There’s more to building a complete MIDI sequencer, such as safely passing sequencer data from the main thread to the audio thread (via a FIFO-buffer), but those are mostly covered elsewhere8.

Addendum: CoreMIDI

One more aspect worth mentioning is the conversion of sample-based timestamps from an AUv3 plugin to CoreMIDI timestamps, considering the AUv3 host’s perspective. CoreMIDI uses host ticks (e.g., mach_absolute_time()) rather than samples for timestamps. Here’s how I ended up converting between the two:

// get the platform specific timebase to be able to convert from ticks to milliseconds
mach_timebase_info_data_t info;
mach_timebase_info(&info);

// get the conversion factor to convert from milliseconds to host ticks
double msToHostTicks = 1.0 / (((double)info.numer / (double)info.denom) * 1.0e-6);

// get the sample rate from the shared AVAudioSession instance and convert to Khz
double sampleRateInKhz = [AVAudioSession sharedInstance].sampleRate / 1000.0;

// use the sample rate and the conversion factor to convert from samples to host ticks
double timestampInHostTicks = (sampleTime / sampleRateInKhz) * msToHostTicks;

I hope that the above will be valuable for those interested in implementing precise timing in AUv3 plugins or apps. Keep in mind that a typical music-making session involves many Audio Unit-plugins working together, so every Audio Unit should be a good citizen and provide correctly timestamped MIDI events. For inquiries or feedback, feel free to reach out via email. The code referenced is available as an AUv3 extension within an Xcode project in in this repository.

Footnotes

  1. Audio Unit version 3, a type of audio plugin by Apple that works cross-platform on Mac, iOS and iPadOS.

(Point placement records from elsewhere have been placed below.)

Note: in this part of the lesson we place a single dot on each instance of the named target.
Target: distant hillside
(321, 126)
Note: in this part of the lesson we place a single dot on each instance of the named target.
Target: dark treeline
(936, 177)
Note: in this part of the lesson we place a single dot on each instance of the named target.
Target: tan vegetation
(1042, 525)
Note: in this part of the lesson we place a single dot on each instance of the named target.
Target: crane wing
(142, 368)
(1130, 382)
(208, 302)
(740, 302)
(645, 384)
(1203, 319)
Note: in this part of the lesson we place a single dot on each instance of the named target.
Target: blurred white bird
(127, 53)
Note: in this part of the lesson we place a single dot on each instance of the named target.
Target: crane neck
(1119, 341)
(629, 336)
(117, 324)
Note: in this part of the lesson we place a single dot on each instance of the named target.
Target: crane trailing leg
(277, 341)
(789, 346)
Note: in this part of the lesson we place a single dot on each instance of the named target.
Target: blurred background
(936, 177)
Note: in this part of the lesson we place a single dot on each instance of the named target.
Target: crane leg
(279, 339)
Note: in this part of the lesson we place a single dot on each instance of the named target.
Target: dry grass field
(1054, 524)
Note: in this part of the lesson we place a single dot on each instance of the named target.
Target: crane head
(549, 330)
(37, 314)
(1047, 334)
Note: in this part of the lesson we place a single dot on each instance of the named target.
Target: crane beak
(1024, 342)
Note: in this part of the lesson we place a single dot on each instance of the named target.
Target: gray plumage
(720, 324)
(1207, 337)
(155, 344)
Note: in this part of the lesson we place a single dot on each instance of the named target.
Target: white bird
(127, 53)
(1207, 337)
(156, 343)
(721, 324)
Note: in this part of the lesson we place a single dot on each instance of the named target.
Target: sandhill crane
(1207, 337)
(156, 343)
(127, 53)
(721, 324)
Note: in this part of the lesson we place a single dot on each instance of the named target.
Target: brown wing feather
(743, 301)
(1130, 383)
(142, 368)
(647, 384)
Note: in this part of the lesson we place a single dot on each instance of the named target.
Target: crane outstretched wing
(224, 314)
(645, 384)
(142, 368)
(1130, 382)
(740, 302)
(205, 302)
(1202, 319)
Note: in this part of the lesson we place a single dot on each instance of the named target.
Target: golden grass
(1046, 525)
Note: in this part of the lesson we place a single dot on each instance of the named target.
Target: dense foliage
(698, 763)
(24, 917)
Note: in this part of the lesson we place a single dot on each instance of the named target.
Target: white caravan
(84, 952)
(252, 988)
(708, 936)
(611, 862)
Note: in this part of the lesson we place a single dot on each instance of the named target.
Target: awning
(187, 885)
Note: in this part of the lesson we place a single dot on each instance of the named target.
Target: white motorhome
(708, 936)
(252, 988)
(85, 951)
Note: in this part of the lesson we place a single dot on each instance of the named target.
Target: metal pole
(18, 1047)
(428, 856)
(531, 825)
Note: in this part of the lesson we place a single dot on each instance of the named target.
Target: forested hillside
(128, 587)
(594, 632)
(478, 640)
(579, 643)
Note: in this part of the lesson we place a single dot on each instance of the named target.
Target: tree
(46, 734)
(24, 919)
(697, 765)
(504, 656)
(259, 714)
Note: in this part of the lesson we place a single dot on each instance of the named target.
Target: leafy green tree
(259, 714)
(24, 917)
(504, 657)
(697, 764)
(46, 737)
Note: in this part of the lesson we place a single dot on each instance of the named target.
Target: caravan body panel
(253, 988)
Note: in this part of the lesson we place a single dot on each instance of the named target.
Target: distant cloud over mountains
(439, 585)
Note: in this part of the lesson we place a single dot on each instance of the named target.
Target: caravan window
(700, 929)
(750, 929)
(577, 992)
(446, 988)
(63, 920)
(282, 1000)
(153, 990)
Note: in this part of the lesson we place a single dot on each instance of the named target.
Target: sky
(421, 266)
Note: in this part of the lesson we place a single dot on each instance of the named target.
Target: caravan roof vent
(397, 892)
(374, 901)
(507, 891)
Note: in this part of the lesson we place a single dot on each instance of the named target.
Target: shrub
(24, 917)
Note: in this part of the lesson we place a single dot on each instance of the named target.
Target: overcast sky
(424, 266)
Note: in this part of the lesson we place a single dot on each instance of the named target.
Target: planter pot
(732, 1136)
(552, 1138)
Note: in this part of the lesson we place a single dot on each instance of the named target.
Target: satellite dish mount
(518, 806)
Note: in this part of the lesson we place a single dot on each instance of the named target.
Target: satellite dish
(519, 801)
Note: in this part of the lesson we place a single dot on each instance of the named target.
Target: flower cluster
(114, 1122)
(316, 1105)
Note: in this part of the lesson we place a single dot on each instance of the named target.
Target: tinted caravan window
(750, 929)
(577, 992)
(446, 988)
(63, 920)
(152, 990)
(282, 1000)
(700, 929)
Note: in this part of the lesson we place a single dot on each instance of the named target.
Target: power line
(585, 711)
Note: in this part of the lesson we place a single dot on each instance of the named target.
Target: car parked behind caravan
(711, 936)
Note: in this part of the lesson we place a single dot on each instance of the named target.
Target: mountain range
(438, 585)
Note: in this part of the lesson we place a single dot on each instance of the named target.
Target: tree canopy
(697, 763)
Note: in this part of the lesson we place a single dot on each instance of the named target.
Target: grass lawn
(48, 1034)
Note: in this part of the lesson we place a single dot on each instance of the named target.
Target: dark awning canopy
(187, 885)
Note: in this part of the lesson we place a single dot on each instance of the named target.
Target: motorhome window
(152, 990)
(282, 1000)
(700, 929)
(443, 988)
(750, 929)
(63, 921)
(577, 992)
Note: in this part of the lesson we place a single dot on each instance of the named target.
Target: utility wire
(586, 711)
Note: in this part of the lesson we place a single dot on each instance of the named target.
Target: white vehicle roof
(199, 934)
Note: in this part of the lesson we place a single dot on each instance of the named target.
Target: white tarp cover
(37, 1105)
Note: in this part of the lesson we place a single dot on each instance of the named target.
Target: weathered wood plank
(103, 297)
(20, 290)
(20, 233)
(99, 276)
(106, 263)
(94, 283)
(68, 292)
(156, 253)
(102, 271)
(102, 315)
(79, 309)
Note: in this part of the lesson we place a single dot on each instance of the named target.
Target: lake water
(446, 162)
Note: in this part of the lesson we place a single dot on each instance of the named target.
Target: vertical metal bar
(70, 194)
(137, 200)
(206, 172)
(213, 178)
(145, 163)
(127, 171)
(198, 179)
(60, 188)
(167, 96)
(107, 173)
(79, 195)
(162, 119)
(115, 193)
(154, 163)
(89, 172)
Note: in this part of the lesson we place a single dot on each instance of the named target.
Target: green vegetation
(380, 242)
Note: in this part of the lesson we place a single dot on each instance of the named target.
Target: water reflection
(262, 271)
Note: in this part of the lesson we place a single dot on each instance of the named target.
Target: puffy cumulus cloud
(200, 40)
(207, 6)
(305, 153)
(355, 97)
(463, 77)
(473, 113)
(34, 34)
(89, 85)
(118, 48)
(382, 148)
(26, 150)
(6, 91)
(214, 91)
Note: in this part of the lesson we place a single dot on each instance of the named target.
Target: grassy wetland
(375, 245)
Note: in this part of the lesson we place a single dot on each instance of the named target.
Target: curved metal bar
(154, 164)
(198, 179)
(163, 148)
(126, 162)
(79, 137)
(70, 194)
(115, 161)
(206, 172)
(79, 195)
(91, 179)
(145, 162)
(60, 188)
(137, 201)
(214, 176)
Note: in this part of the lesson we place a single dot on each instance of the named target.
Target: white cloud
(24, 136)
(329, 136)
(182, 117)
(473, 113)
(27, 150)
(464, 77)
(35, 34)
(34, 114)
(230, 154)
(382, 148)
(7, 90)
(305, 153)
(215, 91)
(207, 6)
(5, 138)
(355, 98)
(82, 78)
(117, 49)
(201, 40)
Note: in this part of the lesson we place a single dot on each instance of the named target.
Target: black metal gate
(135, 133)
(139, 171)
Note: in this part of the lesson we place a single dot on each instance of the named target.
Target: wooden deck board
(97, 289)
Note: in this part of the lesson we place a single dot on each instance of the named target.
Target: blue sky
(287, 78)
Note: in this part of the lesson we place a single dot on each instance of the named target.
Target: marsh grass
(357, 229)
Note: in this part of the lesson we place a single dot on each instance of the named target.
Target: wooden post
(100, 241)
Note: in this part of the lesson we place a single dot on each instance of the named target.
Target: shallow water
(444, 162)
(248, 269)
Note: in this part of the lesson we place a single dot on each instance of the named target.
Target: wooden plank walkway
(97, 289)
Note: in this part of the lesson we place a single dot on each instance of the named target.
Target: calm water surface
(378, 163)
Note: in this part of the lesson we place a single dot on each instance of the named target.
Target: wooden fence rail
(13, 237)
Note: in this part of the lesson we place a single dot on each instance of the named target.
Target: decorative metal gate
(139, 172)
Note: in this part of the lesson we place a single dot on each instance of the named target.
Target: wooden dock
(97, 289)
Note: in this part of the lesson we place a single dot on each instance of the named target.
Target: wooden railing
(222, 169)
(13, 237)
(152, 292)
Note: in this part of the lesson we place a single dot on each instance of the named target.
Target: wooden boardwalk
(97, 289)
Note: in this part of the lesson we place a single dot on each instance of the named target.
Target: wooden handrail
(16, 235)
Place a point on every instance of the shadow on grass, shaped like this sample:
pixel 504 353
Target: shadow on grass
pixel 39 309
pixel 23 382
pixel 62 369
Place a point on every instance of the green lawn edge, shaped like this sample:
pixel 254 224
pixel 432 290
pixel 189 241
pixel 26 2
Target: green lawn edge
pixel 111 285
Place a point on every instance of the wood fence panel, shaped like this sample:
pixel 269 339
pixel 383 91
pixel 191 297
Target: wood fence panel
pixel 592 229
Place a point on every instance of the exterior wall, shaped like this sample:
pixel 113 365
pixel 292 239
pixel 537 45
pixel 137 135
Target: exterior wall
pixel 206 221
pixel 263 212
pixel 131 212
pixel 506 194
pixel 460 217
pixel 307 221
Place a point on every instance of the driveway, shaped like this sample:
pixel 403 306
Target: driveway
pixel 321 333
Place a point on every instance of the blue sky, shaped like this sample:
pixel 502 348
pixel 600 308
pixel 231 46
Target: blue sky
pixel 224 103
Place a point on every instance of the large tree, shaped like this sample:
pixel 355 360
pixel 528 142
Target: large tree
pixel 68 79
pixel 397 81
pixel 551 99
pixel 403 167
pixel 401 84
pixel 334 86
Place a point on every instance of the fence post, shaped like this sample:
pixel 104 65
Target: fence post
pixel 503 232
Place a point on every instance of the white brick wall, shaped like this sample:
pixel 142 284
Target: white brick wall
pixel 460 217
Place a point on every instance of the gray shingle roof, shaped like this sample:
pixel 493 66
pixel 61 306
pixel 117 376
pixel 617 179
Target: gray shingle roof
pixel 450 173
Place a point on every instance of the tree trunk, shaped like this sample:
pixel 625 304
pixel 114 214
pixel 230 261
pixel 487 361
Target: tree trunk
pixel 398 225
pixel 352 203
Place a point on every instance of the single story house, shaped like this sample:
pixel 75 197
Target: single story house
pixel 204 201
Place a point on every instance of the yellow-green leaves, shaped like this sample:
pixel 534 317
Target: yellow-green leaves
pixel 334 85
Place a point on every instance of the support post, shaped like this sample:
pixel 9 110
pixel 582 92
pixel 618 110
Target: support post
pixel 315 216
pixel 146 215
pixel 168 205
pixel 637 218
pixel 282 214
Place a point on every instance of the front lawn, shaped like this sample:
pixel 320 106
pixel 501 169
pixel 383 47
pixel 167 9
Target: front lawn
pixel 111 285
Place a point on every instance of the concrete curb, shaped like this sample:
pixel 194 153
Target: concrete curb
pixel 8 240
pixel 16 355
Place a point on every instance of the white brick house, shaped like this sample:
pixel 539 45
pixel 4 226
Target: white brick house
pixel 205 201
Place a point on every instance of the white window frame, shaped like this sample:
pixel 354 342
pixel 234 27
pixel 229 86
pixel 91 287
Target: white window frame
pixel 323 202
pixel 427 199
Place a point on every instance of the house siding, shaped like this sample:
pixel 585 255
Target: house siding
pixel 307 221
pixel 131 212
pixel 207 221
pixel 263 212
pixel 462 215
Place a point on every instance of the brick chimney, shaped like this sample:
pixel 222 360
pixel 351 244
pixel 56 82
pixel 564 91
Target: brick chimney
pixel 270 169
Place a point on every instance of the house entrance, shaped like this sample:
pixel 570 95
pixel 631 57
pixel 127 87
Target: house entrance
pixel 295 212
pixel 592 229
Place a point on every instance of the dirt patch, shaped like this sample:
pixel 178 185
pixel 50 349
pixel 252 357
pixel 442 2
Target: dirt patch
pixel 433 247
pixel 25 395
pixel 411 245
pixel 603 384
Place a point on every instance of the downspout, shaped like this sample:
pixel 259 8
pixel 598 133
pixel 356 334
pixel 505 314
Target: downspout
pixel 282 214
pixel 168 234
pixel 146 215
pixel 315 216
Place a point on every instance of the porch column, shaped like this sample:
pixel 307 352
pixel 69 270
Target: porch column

  2. Refer to this thread on the AudioBus forum for an overview of the plugin ecosystem regarding this issue.

  3. It is crucial not to allocate any memory on the on the audio thread. For an extended discussion of this subject, see Michael Tyson’s article Four common mistakes in audio development.

  4. For an explanation of how to implement a MIDI AUv3 plugin, see Bram Bos’ article on the subject, and Jonathan Liljedahl’s article on iOS MIDI timestamps.

  5. The human ear is extremely sensitive to timing fluctuations. An non-timestamped MIDI event during audio playback with a buffer size of 256 with a sample rate of 48000 Hz results in a latency of up to 5~ ms which is already noticeable.

  6. For example, at a sample rate of 48Khz, an offset of 48 samples equals one millisecond.

  7. Be prepared for your callback and timing calculations to handle all kinds of unusual buffer sizes, including ones that aren’t multiples of 64, 128, 256, etc. in case of sample rate conversion. Also, some hardware, such as Apple Airpods, are known to throw unusual buffer sizes at the audio system.

  8. The repo contains an example of how to do this. Also, see Four common mistakes in audio development for more in-depth information about the subject.